The pause had situated me beside several black-and-white photos on the wall. I stood blinking at them in astonishment. The pictures curling inside heat-shattered glass were the last thing I’d think to see here. They were World War Two shots! German officers sightseeing at the pyramids, with two men wearing white suits. One of them looked fifty, a European; the other was swarthier. Egyptian? Next, shots of Jews with yellow stars on their clothing, on a line, in a concentration camp. Then Adolf Hitler sitting in a chair talking earnestly with a robed cleric wearing the kind of round white turban that I recognized from Iraq. Shiite.
Hitler was leaning forward, palms open, face reasonable, if such a word could be used in his case. He was making an important point to a valued guest.
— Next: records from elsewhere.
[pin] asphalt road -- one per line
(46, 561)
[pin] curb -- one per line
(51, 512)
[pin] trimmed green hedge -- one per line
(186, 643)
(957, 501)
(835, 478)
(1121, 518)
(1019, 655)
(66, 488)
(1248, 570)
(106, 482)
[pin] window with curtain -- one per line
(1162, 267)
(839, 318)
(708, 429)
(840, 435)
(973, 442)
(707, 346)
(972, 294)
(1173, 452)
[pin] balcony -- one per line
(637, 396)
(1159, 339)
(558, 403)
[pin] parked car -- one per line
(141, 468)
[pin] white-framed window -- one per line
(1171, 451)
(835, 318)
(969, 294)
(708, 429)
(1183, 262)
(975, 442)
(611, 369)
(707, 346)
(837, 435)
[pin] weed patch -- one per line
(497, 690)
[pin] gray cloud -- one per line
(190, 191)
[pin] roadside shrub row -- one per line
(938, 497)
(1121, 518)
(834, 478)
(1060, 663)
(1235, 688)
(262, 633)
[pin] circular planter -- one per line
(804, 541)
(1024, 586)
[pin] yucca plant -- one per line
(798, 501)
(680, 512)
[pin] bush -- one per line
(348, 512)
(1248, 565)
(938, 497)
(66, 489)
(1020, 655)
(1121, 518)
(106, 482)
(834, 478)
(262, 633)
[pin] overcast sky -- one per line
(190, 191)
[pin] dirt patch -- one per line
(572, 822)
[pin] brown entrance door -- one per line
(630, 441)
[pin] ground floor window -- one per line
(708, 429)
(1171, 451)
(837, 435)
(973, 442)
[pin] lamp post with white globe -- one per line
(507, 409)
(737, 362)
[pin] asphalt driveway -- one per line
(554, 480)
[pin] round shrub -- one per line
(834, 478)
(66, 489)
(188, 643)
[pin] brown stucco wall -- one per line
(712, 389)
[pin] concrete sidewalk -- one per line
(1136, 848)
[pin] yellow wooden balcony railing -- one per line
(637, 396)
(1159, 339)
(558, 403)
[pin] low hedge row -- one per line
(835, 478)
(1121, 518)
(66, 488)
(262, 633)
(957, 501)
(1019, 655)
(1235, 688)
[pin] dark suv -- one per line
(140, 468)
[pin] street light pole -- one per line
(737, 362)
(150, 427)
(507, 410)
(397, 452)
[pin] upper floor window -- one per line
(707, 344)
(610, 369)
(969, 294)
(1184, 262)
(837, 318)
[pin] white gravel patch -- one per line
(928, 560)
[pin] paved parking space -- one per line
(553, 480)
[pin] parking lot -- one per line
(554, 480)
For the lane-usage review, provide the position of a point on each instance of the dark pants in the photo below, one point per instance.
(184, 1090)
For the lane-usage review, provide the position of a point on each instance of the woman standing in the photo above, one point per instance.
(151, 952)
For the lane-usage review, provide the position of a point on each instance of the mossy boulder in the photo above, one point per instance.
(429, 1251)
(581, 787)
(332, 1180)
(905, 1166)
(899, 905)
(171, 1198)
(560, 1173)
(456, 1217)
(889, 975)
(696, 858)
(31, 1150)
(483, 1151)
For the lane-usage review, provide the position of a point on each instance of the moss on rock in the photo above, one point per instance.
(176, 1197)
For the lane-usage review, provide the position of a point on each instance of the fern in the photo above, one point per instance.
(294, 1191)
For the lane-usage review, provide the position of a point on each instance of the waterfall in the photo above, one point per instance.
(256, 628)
What the hell? What’s the connection to this place?
When I reached the end of the ward I looked back to see fire consuming the room. A door here was closed. My leg was dragging. I pushed through the door with my heart in my mouth to see a middle-aged man in medical whites whirling toward me, holding a can of gasoline. I was in an examination room. A few beds, and human forms on them. An exam table with shackles on it. The doctor struck me as Levantine; olive skin, fleshy face and body, large nose, and furious black eyes that looked larger through thick black eyeglasses, half slid down his nose. He’d been splashing gasoline on walls. He’d given up the chance to flee in order to complete the destruction. He screamed at me as fire consumed an open file cabinet, and a laptop melted and bubbled on a table. I needed this man alive. I yelled for him to put down the can. He started to throw it at me, and a burst of gunfire spun him sideways and made him dance back and smack into the wall and slide down.